The first of a new generation of aircraft that will ferry supplies and personnel on and off aircraft carriers arrived at the first operational squadron in California on Monday.
This first CMV-22B Osprey will be assigned to the “Titans” of Navy’s Fleet Logistics Multi-Mission Squadron (VRM) 30. The squadron stood up in 2018 as the first unit that will field the replacement for the Navy’s legacy C-2A Greyhound carrier onboard delivery (COD) aircraft.
The Bell-Boeing tiltrotor arrived at Naval Air Station North Island for a small socially distanced ceremony.
“Today marks our birthday as a squadron,” Cmdr. Trevor Hermann, VRM-30’s commanding officer, said in a statement. “We have relied on our Marine Corps brothers and sisters to help us in our training. Today our efforts are tangible, as you can see with the landing of our first aircraft.”

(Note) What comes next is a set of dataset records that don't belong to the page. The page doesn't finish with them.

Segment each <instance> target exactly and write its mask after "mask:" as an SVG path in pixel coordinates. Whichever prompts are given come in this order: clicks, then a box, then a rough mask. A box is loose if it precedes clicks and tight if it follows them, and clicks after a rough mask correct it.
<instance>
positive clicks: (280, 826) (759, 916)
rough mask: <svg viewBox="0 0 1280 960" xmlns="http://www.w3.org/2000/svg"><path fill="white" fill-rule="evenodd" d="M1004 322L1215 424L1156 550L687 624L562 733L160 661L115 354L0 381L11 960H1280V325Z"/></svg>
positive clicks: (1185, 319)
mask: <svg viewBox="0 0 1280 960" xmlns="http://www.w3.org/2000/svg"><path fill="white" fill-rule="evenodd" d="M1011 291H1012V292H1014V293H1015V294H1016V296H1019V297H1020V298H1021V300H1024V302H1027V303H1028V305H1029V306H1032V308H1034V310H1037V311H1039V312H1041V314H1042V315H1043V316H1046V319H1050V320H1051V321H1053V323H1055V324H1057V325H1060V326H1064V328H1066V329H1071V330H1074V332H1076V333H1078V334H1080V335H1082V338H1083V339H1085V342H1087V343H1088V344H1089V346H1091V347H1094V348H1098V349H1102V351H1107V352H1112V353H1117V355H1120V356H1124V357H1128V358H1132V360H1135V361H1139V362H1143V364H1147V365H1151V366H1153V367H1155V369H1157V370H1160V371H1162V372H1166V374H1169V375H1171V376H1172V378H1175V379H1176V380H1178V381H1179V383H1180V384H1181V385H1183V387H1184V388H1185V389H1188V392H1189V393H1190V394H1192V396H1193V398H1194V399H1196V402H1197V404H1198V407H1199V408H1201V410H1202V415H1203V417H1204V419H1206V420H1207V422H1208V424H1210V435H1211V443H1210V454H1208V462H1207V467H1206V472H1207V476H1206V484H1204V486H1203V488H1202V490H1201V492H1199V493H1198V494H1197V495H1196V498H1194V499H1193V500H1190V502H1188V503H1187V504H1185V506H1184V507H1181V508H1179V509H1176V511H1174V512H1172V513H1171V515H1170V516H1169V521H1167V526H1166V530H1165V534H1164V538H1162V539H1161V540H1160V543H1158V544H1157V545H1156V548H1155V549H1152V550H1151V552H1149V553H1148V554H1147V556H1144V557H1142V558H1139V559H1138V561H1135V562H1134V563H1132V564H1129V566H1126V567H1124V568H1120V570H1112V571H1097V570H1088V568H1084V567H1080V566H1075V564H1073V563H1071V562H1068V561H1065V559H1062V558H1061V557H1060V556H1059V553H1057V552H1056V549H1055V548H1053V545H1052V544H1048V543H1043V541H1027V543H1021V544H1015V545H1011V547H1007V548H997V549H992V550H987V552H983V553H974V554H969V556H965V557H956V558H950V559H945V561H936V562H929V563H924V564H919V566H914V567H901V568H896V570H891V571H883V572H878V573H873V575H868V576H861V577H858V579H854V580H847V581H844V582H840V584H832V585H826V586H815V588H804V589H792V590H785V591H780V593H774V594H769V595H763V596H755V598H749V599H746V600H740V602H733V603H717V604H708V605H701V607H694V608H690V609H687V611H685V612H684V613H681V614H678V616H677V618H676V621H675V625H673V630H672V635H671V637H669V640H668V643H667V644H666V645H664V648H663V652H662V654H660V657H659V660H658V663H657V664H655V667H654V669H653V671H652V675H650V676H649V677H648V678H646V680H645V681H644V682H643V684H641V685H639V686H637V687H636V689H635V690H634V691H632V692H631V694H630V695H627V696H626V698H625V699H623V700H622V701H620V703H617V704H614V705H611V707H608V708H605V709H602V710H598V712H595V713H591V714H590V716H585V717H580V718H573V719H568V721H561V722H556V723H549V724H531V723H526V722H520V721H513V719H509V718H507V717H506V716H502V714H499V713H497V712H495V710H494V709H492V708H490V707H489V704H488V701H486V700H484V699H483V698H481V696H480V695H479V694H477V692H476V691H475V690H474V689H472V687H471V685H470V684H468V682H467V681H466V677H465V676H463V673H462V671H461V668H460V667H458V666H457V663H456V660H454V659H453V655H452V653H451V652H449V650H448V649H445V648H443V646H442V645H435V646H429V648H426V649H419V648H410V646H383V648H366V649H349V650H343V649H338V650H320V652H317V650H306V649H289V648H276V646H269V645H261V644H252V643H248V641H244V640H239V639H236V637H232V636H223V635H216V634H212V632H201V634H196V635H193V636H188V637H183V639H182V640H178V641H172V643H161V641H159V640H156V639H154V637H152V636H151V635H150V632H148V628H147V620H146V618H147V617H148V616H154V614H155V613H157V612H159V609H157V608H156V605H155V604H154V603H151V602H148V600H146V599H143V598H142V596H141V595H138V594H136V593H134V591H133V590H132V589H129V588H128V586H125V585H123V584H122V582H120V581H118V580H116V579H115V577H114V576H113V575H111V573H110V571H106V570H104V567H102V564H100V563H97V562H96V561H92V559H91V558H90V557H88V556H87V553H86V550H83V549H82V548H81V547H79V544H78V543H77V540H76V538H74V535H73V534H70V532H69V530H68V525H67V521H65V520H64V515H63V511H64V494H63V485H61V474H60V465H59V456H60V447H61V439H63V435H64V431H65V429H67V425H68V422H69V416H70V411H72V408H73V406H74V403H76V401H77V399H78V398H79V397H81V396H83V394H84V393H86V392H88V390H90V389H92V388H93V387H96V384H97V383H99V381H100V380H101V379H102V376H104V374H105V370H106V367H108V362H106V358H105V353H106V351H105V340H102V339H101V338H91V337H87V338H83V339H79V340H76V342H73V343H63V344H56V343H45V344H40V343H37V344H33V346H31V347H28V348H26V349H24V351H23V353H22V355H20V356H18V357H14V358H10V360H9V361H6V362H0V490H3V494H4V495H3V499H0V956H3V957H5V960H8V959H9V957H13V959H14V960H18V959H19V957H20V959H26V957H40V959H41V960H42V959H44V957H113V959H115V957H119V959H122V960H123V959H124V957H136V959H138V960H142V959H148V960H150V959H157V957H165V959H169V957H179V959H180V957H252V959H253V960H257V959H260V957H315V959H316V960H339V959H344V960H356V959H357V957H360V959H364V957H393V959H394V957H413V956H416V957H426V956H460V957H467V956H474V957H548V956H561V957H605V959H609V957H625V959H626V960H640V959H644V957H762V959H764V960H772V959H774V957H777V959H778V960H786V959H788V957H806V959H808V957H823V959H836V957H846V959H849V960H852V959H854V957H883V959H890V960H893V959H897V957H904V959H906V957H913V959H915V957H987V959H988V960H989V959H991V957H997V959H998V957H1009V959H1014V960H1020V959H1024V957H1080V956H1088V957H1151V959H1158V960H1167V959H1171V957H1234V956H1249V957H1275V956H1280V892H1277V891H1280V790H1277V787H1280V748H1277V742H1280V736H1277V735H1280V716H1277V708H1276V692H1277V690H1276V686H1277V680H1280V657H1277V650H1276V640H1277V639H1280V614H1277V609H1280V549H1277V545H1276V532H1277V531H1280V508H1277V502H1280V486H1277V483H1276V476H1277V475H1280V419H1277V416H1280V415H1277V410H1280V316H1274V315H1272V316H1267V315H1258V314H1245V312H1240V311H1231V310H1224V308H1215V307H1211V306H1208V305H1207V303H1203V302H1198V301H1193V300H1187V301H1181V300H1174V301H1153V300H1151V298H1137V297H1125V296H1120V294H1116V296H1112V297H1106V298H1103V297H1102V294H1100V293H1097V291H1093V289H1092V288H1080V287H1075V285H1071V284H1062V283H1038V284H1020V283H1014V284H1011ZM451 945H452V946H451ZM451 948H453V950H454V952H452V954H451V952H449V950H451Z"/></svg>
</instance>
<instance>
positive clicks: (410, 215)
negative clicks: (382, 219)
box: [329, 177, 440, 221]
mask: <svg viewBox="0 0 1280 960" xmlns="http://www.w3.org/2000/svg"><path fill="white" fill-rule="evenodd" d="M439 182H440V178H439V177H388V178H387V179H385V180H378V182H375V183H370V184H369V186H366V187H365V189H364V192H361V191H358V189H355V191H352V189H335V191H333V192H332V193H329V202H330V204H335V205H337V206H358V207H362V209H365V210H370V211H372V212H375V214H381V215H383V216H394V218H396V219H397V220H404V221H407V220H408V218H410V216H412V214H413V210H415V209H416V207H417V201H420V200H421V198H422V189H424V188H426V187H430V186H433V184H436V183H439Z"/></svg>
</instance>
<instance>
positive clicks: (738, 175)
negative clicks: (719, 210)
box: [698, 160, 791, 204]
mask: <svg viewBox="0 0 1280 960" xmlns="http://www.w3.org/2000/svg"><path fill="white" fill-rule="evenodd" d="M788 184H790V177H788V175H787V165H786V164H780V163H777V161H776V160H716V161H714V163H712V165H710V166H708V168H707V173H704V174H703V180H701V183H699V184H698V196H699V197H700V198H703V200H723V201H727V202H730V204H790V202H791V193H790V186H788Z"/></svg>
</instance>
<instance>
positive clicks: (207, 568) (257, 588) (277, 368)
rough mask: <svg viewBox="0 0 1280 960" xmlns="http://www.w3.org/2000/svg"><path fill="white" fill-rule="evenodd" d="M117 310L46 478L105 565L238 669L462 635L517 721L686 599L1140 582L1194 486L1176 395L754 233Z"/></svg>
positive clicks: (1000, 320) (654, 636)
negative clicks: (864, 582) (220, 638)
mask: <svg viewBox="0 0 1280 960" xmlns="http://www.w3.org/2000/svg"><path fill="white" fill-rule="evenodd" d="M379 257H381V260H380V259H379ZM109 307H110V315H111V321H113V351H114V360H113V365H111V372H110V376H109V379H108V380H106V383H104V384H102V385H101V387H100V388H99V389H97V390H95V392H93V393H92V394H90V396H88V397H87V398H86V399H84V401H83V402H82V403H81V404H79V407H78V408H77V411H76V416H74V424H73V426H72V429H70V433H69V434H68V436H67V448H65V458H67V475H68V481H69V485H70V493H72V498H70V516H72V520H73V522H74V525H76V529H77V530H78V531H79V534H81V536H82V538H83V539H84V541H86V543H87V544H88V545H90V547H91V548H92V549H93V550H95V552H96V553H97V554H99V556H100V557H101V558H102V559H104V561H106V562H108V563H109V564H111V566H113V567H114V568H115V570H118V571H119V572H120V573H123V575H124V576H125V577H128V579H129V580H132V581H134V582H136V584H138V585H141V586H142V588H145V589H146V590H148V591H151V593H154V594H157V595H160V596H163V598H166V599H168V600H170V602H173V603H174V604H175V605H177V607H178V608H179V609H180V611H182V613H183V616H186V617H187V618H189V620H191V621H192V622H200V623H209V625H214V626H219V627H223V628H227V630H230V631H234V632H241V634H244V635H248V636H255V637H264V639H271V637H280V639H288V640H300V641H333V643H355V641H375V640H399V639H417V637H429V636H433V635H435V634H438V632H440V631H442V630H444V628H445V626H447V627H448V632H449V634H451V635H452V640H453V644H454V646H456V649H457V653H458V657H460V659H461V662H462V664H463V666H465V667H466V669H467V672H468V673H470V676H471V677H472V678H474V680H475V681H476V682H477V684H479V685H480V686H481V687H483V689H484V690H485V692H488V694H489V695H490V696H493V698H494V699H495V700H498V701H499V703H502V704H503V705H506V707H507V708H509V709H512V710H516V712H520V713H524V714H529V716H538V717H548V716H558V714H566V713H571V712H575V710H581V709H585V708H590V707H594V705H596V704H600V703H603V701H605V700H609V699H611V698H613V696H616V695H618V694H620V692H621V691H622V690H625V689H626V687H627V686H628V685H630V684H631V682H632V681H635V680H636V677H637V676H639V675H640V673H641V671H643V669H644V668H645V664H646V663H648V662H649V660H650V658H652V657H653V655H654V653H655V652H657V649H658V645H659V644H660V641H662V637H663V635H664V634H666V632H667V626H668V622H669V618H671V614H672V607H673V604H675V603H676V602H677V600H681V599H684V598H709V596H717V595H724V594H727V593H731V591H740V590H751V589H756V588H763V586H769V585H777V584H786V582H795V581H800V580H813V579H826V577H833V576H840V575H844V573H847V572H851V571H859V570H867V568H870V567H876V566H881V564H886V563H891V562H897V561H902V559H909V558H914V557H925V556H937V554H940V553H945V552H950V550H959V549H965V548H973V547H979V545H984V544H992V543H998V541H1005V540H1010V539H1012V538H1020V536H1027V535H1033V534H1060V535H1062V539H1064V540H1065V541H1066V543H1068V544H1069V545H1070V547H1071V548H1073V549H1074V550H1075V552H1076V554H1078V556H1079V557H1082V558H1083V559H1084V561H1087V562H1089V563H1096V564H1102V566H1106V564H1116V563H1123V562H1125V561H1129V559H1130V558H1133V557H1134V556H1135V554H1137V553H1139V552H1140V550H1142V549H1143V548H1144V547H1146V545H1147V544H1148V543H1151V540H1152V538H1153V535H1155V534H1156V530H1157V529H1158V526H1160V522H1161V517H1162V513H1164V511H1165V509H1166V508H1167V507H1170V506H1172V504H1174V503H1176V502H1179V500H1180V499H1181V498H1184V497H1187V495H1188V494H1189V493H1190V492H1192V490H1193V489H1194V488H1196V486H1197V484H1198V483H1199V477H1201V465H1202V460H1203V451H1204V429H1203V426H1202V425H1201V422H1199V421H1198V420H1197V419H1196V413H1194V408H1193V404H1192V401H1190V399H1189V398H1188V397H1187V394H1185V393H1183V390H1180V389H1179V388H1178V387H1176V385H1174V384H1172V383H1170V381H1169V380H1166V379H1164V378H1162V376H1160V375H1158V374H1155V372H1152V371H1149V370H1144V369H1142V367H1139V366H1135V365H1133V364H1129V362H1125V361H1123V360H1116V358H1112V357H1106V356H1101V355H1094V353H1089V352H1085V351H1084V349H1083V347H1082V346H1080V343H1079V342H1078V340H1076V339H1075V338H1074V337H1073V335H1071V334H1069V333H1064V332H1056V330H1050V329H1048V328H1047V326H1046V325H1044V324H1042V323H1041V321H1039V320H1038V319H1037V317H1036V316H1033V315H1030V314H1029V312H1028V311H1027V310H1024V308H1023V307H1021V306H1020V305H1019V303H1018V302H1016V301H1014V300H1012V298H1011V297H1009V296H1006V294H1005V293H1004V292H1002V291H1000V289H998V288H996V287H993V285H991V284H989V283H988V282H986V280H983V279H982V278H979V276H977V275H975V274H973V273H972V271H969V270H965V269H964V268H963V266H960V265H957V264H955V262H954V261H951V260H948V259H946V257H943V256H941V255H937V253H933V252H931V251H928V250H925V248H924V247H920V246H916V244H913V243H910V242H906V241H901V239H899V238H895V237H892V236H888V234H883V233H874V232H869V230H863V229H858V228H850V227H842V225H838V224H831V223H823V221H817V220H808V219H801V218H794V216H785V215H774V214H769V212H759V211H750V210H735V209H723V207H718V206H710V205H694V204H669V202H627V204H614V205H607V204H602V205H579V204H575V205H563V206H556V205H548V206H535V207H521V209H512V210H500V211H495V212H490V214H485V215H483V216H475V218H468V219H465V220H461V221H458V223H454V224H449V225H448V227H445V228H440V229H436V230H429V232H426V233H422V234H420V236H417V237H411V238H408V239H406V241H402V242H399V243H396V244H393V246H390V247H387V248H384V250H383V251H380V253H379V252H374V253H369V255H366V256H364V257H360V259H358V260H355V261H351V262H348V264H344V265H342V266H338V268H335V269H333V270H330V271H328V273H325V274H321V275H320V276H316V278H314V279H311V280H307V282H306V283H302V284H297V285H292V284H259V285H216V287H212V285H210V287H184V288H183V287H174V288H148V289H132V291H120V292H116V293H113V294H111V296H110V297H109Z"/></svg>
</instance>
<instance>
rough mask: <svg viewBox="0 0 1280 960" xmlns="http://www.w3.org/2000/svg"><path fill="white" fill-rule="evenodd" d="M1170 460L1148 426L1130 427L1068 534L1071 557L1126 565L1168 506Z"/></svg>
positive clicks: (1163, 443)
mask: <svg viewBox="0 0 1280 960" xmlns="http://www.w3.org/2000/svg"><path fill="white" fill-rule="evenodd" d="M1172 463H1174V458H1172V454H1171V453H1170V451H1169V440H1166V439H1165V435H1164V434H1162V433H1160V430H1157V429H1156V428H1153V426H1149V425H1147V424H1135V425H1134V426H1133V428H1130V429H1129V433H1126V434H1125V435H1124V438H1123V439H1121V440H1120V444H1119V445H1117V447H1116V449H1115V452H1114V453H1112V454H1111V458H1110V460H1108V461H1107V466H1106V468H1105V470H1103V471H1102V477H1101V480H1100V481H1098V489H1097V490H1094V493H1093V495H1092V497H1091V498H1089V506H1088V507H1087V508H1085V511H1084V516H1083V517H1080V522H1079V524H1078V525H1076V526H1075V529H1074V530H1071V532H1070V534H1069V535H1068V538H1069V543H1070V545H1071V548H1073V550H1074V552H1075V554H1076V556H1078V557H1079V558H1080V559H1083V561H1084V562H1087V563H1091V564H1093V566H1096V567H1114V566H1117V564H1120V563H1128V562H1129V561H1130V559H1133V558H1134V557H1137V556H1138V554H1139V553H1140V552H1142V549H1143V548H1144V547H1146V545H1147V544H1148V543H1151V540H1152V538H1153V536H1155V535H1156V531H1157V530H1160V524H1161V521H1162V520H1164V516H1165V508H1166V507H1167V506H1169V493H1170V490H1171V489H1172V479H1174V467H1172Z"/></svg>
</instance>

Last year, VRM-30 pilots, aircrewmen and maintainers began training with Marine Corps aircraft to get ready for a quick transition once their own planes showed up this year. The squadron faces a quick turnaround time before they’ll start preparing for a maiden deployment: The Navy is working to have its Osprey ready for a first operational deployment aboard USS Carl Vinson (CVN-70) next year in tandem with the first operational deployment of the F-35C Lighting II Joint Strike Fighter.
The new COD will be key to the deployment, as it’s the only aircraft capable of bringing the heavy F-35 engine power module aboard the carrier.
The Navy is getting 39 Ospreys as part of a $4.2-billion contract modification with Bell-Boeing the Pentagon announced in July 2018. The overall program calls for 48 aircraft.
The arrival of the Navy’s first operational V-22 follows the first test aircraft that delivered to the “Black Jacks” of Air Test and Evaluation Squadron (HX) 21 in February following the first flight in December.
The new CMV-22Bs are based on the design of the Marine MV-22Bs, with a few key differences.
“The CMV-22B will be capable of transporting up to 6,000 pounds of cargo and/or personnel over a 1,150 nautical mile range. This expanded range is due to the addition of two new 60-gallon tanks installed in the wing for an additional 120 gallons of fuel, and the forward sponson tanks were redesigned for additional capacity,” reads a statement from the Navy.
“The CMV-22B variant has a beyond-line-of-sight high-frequency radio, a public address system for passengers, and an improved lighting system for cargo loading.”